[tip:sched/core] sched/topology: Introduce NUMA identity node sched domain

From: tip-bot for Suravee Suthikulpanit
Date: Tue Oct 10 2017 - 07:01:31 EST


Commit-ID: 051f3ca02e46432c0965e8948f00c07d8a2f09c0
Gitweb: https://git.kernel.org/tip/051f3ca02e46432c0965e8948f00c07d8a2f09c0
Author: Suravee Suthikulpanit <suravee.suthikulpanit@xxxxxxx>
AuthorDate: Thu, 7 Sep 2017 02:20:05 -0500
Committer: Ingo Molnar <mingo@xxxxxxxxxx>
CommitDate: Tue, 10 Oct 2017 11:45:28 +0200

sched/topology: Introduce NUMA identity node sched domain

On AMD Family17h-based (EPYC) system, a logical NUMA node can contain
upto 8 cores (16 threads) with the following topology.

----------------------------
C0 | T0 T1 | || | T0 T1 | C4
--------| || |--------
C1 | T0 T1 | L3 || L3 | T0 T1 | C5
--------| || |--------
C2 | T0 T1 | #0 || #1 | T0 T1 | C6
--------| || |--------
C3 | T0 T1 | || | T0 T1 | C7
----------------------------

Here, there are 2 last-level (L3) caches per logical NUMA node.
A socket can contain upto 4 NUMA nodes, and a system can support
upto 2 sockets.

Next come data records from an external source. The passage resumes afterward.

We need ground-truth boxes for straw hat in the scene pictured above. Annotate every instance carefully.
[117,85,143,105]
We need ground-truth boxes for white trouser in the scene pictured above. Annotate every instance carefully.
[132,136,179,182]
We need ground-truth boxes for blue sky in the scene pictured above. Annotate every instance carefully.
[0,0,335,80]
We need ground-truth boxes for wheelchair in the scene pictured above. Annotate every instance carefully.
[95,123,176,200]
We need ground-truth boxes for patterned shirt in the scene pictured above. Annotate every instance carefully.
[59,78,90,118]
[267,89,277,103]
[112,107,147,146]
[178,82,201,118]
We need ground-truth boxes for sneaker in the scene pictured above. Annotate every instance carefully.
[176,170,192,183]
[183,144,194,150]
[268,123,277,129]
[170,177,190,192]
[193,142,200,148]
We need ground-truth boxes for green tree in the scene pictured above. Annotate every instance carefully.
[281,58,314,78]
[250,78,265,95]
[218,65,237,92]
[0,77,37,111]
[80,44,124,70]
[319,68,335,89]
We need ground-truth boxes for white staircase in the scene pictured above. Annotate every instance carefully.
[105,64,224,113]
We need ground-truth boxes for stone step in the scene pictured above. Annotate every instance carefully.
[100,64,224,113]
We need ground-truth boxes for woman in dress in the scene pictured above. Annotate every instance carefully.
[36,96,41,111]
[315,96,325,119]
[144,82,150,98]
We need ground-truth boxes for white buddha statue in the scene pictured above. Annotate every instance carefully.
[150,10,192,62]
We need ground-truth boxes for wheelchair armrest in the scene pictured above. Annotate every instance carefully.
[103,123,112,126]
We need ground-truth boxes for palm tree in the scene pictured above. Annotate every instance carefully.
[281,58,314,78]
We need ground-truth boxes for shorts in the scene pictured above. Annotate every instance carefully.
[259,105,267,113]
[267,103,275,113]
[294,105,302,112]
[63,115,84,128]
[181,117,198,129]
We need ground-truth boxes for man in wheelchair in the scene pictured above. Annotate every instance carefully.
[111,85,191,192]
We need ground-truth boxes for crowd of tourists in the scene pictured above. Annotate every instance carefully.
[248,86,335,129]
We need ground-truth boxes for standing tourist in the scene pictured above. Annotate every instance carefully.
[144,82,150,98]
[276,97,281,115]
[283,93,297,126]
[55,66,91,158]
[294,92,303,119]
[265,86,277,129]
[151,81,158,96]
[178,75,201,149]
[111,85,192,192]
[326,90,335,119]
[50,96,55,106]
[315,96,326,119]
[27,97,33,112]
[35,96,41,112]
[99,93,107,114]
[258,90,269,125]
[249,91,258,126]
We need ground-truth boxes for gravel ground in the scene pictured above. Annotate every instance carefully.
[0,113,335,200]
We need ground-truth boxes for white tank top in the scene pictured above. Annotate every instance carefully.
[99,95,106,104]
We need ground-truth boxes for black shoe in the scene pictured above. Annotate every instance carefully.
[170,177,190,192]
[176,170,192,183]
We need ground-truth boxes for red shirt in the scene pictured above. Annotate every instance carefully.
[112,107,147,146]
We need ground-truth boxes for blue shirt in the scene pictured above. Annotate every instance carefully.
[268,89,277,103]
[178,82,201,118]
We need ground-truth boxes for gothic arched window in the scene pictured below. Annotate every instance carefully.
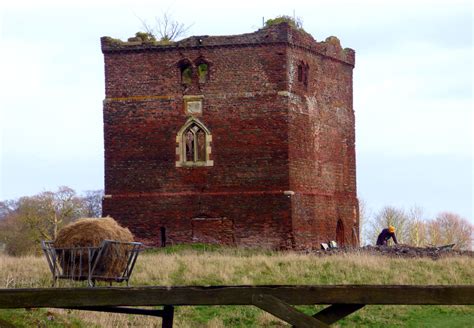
[178,59,193,84]
[176,117,214,167]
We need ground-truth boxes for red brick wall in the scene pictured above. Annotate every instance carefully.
[102,25,357,248]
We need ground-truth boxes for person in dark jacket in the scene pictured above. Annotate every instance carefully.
[377,226,398,246]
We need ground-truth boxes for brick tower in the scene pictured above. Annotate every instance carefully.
[101,23,359,249]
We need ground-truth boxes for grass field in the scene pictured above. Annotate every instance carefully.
[0,245,474,327]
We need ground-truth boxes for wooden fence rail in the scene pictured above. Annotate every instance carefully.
[0,285,474,327]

With full system configuration, current scheduler
creates 4 sched domains:

domain0 SMT (span a core)
domain1 MC (span a last-level-cache)
domain2 NUMA (span a socket: 4 nodes)
domain3 NUMA (span a system: 8 nodes)

Note that there is no domain to represent cpus spaning a logical
NUMA node. With this hierarchy of sched domains, the scheduler does
not balance properly in the following cases:

Case1:

When running 8 tasks, a properly balanced system should
schedule a task per logical NUMA node. This is not the case for
the current scheduler.

Case2:

In some cases, threads are scheduled on the same cpu, while other
cpus are idle. This results in run-to-run inconsistency. For example:

taskset -c 0-7 sysbench --num-threads=8 --test=cpu \
--cpu-max-prime=100000 run

Total execution time ranges from 25.1s to 33.5s depending on threads
placement, where 25.1s is when all 8 threads are balanced properly
on 8 cpus.

Introducing NUMA identity node sched domain, which is based on how
SRAT/SLIT table define a logical NUMA node. This results in the following
hierarchy of sched domains on the same system described above.

domain0 SMT (span a core)
domain1 MC (span a last-level-cache)
domain2 NODE (span a logical NUMA node)
domain3 NUMA (span a socket: 4 nodes)
domain4 NUMA (span a system: 8 nodes)

This fixes the improper load balancing cases mentioned above.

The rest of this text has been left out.